I was in shock yes, but I was also clearer than I’ve ever been: “that” (our house and possessions) was stuff and could be replaced, my family, standing beside me, alive and physically unharmed, was irreplaceable. It was well with my soul.
How could I know that the actual burning is just the beginning of the suffering with a house fire?
I starting keeping a written record the night of the fire. Writing is how I think. Until I lay it down, it’s a tangle of thoughts, a confused clutter. Writing is how I examine my life, how I see. The day after the fire I wrote down our escape from the house, part of it anyway. I could only get so far because, in the writing, I realized something that was so elemental, such a picture of my life, all of life really and with it came the acknowledgment that we could have so easily died and I stopped writing. Bam! Shut the book.
I have written here and there, posting a pittance, trying to keep a record, but I have held back. My mind is a large house with an attic stuffed to the rafters and all the closets ready to burst at the slightest turn of a door handle.
There is no way (for me and for now) to tell this linearly. I’m going to open several boxes a week and go through it all.

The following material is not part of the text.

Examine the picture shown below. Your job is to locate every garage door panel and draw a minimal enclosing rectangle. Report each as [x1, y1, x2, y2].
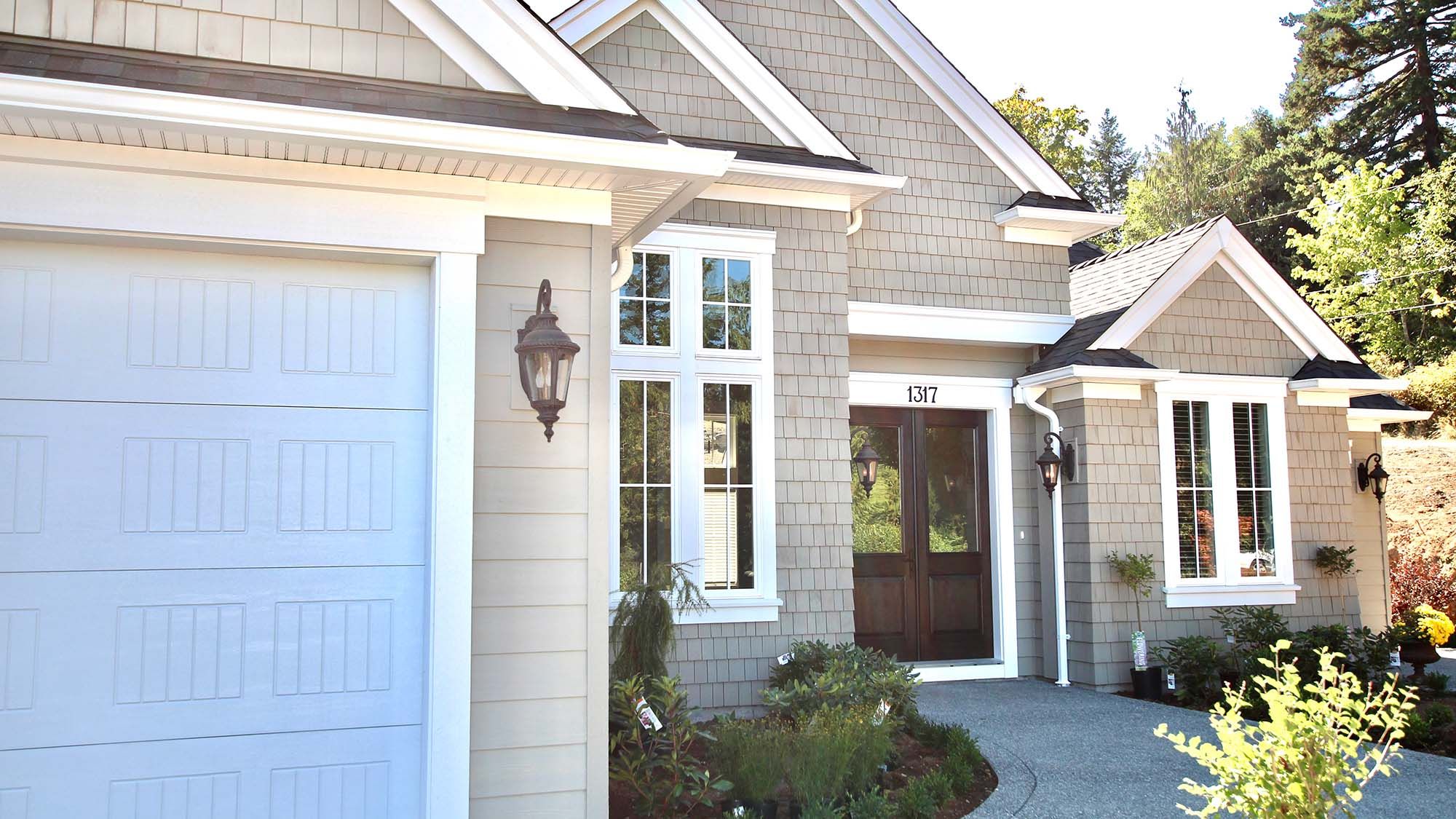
[0, 567, 424, 749]
[0, 242, 431, 410]
[0, 400, 428, 571]
[0, 727, 421, 819]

There might be a bit of a mess as I sort through everything, but I’m going to allow myself that.
“The light that was shadowed then
Was seen to be our lives,
Everything about us that love might wish to examine,
Then put away for a certain length of time, until
The whole is to be reviewed, and we turned toward each other.
The way we had come was all we could see
And it crept up on us, embarrassed
That there is so much to tell now, really now.”

John Ashbery “As We Know”



Oh, and I’ll get back to that minimalism, it wasn’t just a joke.